Getting started with Nvidia Garak

Getting Started with Nvidia Garak

What Is Nvidia Garak?

Nvidia Garak (Generative AI Red-teaming and Assessment Kit) is an open-source LLM vulnerability scanner built by NVIDIA's AI Red Team.

Garak probes models for:

Prompt injection — overriding system instructions via user input
Jailbreaks — bypassing safety guardrails (DAN variants, etc.)
Data leakage — surfacing training data or confidential context
Toxicity generation — coaxing offensive or harmful output
Hallucination and misinformation — factually incorrect confident outputs
Encoding-based bypasses — Base64, quoted-printable, MIME tricks that slip past input filters
Malware generation — getting the model to write evasive code

It works against virtually any target: OpenAI, HuggingFace, Bedrock, Groq, NVIDIA NIMs, custom REST APIs — and crucially, local Ollama models.

Installation

There are other ways you can install Garak but the simplest is using virtual environment.

python -m venv garak-env

source garak-env/bin/activate

pip install --upgrade pip
pip install garak

Installing Nvidia Garak using pip

The installation make take a couple of minutes.

Architecture

Generator - Connects to the target LLM (Ollama, OpenAI, HuggingFace, REST, etc.)
Probe - Crafts attack payloads targeting a specific vulnerability class
Detector -Analyzes the LLM's response — did the attack land?
Harness - Orchestrates probe → generator → detector flow

How to run Nvidia Garak?

In the example below we run a dan probe on a model hosted on local Ollama instance. We are running quick targeted rerun of just the wild prompts:

source garak-env/bin/activate
garak --target_type ollama --target_name llama3.2:3b-clean --probes dan.DanInTheWild

Tip - make sure the model name matches with the models returned by ollama list command.

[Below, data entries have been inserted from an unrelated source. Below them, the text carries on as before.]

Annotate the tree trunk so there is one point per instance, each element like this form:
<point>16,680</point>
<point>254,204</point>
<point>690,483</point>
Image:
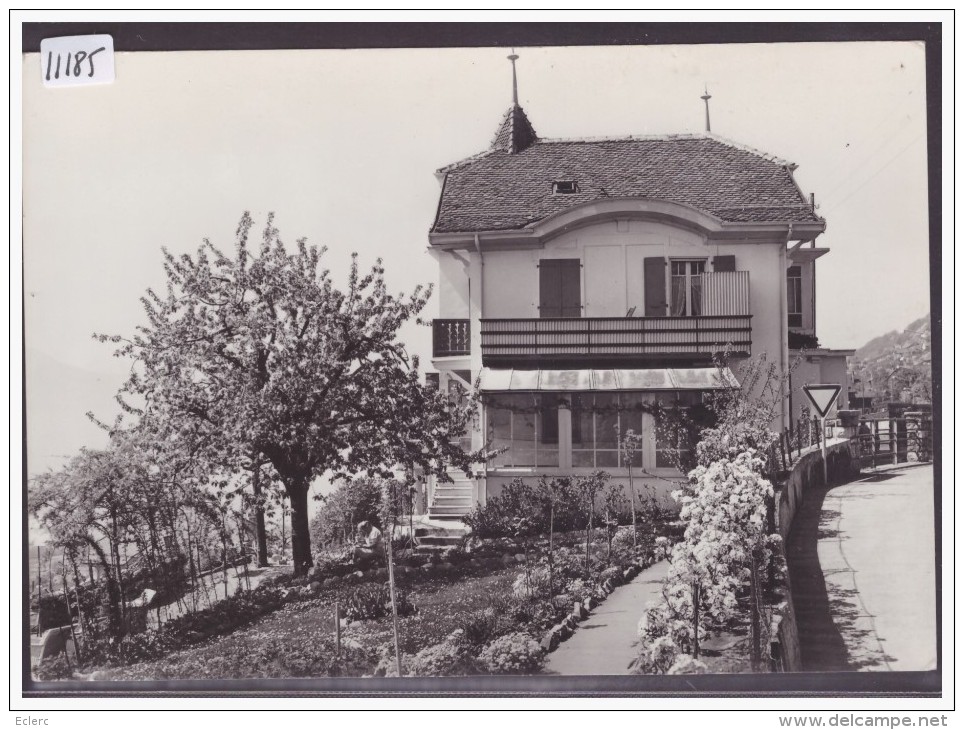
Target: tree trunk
<point>632,498</point>
<point>261,534</point>
<point>300,535</point>
<point>696,620</point>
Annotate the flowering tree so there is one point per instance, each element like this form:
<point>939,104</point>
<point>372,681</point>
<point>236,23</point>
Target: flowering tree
<point>629,444</point>
<point>264,355</point>
<point>725,510</point>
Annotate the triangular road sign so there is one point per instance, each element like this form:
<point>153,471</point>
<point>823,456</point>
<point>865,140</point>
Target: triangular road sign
<point>823,396</point>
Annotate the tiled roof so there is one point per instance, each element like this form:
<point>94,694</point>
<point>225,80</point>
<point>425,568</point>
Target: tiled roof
<point>499,190</point>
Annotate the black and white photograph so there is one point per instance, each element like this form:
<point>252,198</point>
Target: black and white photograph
<point>501,364</point>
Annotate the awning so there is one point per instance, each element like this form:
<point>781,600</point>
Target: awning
<point>501,380</point>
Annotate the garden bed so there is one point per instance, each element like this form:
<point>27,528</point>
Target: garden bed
<point>465,603</point>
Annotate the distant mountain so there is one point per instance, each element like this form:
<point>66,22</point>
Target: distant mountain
<point>896,366</point>
<point>915,332</point>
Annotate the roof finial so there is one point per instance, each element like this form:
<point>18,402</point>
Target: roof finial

Nvidia Garak running Dan probe for LLM vulnerability scanning

Where are the results?

The results are stored in /home/<username>/.local/share/garak/garak_runs for Linux users. You can customize this using a config file

Nvidia Garak Scan results

As you can see above, the overall scan scored below DC-3 on NVIDIA's Defense Capability scale.That's the garak security tier verdict — the overall scan scored below DC-3 on NVIDIA's Defense Capability scale.

Conclusion - Below DC-3 means the model failed to meet even the moderate baseline. Given the 90% DAN success rate we saw, that tracks — llama3.2:3b-clean with no system prompt is essentially unguarded.